Une prise de conscience politique qui pourrait être contrecarrée par des considérations économiques. Si le rapport de la FTDES relève que «l’absence d’un Maghreb uni et solidaire dans ses négociations avec (…) l’Union européenne lui fait perdre son pouvoir de négociation et sa capacité de peser sur les décisions», n’en résulte-t-il pas, a contrario, qu’il demeure plus commode, pour les Européens, de négocier avec des pays séparés plutôt qu’avec une entité suffisamment intégrée? Le bilan des accords d’association signés, depuis les années 1990, entre l’UE et les pays de la rive sud ne dit pas autre chose. Le rapport du FTDES évoque, sans ambages, leurs «effets pervers sur l’intégration maghrébine».
«Les accords d’association ont introduit des distorsions au niveau des relations commerciales au profit de l’Union européenne, défavorisant, de fait, l’intégration commerciale et même productive des pays du Maghreb. Ils ont créé une discrimination en faveur des exportations européennes», peut-on lire dans le rapport.
Était-ce au vu de ces déséquilibres qu’en Tunisie, les pourparlers avec l’UE autour de l’Accord de libre-échange complet et approfondi (Aleca) ont subi quelques remous? Au mois de juillet, des médias tunisiens bruissaient même d’informations sur la suspension des négociations. Des rumeurs aussitôt démenties par des proches du dossier, qui préféraient parler d’«arrêt pour des raisons évidentes électorales», à quelques mois des élections générales.
Ce qui n’empêchera pas Patrice Bergamini, l’ambassadeur de l’UE en Tunisie, de fustiger, dans un grand entretien accordé au journal Le Monde, les nombreuses «résistances» à l’Aleca en chargeant les «positions d’entente et de monopole» dans le pays. La convocation de l’ambassadeur par le ministère tunisien des Affaires étrangères en disait long sur la tension ayant pu régner entre les deux partenaires autour du dossier de cet accord de libre-échange.
Difficile, aujourd’hui encore, d’avoir un débat serein autour de l’Aleca, accusé de servir de sombres agendas néocolonialistes, mais surtout «de bouc émissaire en période électorale», d’après Bergamini. Alors que l’Europe entend relancer les discussions avec le Maroc, qui sont au point mort, une polarisation politique s’empare du débat, au Maghreb, quant à l’opportunité d’adopter cet instrument qualifié tantôt d’outil de coopération, tantôt d’avatar du néocolonialisme.
Une équation que permettront, sans doute, de résoudre les bienfaits du multilatéralisme. Fini le tête-à-tête gênant avec l’Europe puisque le Maghreb, désormais «tenté par son Orient» regarde déjà ailleurs. La Chine, «c’est la Route de la soie, c’est un Focac (Forum de coopération sino-africaine) puissant, une aide au développement sérieuse, de l’ordre de 100 milliards de dollars, et des investissements directs», énumère Omar Bendjelloun.

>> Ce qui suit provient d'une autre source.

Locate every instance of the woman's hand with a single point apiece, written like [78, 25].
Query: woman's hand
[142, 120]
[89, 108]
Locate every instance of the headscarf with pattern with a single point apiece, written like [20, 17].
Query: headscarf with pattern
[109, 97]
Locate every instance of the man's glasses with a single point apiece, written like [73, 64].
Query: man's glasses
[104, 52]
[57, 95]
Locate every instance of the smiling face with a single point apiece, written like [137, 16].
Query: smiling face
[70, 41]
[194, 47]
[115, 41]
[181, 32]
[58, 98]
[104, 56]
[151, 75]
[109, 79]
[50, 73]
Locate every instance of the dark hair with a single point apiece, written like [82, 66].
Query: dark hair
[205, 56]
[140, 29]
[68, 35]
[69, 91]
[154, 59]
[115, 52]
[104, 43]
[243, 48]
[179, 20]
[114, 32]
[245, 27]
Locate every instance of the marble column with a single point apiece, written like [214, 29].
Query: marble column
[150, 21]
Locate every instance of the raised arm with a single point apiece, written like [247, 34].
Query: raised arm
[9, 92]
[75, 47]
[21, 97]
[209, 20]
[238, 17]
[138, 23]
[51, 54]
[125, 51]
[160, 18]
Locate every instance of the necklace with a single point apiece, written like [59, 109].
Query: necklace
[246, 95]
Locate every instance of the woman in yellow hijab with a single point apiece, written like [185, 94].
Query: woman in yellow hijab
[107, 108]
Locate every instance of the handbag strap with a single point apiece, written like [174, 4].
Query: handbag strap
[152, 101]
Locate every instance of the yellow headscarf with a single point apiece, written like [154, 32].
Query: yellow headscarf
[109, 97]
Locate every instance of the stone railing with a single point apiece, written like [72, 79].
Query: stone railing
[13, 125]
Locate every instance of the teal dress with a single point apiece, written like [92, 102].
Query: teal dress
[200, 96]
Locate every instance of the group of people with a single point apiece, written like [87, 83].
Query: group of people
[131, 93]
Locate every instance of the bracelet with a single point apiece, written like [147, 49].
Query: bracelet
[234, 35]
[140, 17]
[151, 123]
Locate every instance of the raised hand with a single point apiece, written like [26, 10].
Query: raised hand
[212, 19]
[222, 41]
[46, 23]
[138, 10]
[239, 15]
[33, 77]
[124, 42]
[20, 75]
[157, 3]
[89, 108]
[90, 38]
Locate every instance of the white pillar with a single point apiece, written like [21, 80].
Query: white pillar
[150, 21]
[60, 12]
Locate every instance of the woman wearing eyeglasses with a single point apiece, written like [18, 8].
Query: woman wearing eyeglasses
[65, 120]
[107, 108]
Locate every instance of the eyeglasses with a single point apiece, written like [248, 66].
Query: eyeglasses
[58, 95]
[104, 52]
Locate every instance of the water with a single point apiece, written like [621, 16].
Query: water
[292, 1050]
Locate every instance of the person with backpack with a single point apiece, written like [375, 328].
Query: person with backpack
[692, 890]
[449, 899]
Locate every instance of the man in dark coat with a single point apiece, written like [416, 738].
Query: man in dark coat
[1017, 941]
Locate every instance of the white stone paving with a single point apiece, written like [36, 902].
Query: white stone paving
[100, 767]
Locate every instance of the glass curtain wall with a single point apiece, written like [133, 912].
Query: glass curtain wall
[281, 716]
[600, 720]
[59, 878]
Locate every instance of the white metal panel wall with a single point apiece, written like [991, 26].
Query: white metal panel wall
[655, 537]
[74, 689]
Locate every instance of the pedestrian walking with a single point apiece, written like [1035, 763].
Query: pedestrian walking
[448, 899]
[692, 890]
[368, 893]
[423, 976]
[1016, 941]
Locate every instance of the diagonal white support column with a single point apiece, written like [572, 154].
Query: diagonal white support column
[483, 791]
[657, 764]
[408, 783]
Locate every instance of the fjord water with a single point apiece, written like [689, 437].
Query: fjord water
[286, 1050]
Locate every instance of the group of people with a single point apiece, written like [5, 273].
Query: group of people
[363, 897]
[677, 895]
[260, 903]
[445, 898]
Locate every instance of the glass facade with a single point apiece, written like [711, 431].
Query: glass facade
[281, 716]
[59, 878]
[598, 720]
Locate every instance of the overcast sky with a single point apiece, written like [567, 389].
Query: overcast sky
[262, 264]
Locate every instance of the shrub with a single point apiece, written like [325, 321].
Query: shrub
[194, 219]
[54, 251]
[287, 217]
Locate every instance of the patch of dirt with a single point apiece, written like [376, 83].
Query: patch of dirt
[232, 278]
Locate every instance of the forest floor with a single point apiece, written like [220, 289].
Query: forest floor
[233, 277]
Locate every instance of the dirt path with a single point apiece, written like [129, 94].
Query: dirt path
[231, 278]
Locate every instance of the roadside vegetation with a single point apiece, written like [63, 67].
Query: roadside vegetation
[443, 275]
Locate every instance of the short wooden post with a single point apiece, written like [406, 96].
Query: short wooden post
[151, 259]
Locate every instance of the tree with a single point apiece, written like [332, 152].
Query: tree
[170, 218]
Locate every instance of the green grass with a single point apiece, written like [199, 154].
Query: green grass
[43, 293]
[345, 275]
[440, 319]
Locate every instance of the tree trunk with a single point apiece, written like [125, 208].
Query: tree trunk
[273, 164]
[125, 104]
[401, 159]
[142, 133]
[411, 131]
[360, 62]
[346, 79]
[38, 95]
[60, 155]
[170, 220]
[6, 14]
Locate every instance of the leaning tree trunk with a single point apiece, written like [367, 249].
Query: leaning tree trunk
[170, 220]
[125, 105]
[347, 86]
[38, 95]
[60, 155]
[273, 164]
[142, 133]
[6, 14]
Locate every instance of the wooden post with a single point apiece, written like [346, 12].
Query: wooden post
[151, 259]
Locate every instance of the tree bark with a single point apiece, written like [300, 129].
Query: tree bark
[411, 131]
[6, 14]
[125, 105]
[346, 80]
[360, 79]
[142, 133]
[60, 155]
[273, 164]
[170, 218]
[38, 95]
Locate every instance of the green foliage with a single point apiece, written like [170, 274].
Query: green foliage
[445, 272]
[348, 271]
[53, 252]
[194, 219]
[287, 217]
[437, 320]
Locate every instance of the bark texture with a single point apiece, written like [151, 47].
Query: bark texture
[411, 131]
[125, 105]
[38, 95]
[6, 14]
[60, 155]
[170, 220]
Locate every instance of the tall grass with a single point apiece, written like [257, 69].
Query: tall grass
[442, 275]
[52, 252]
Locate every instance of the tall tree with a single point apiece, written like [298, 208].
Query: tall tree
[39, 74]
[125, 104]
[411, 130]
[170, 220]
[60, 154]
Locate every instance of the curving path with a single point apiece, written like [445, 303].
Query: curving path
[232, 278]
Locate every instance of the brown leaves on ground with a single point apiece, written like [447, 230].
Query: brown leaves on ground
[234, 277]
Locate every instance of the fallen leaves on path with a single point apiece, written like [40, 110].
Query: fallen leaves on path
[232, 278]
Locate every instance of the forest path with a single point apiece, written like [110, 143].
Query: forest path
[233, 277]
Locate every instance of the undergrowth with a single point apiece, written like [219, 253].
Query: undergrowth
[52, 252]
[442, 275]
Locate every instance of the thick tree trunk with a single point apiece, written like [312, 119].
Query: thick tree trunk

«En 1926, André Malraux parlait, dans son essai éponyme, de la tentation de l’Occident. Aujourd’hui, l’Afrique est tentée, plutôt, par son Orient. Plus particulièrement par une puissance venue sous le signe de la coopération, pas une puissance associée au colonialisme. Il y a un intellect instinctif qui fait que nous sommes sensibles à notre dignité. Aujourd’hui, l’Empire du Milieu a triomphé de par le fait qu’il arrive à bloquer l’arrogance américaine. Nous considérons, nous autres Africains, que c’est une victoire pour tout le tiers-monde», conclut le chercheur marocain.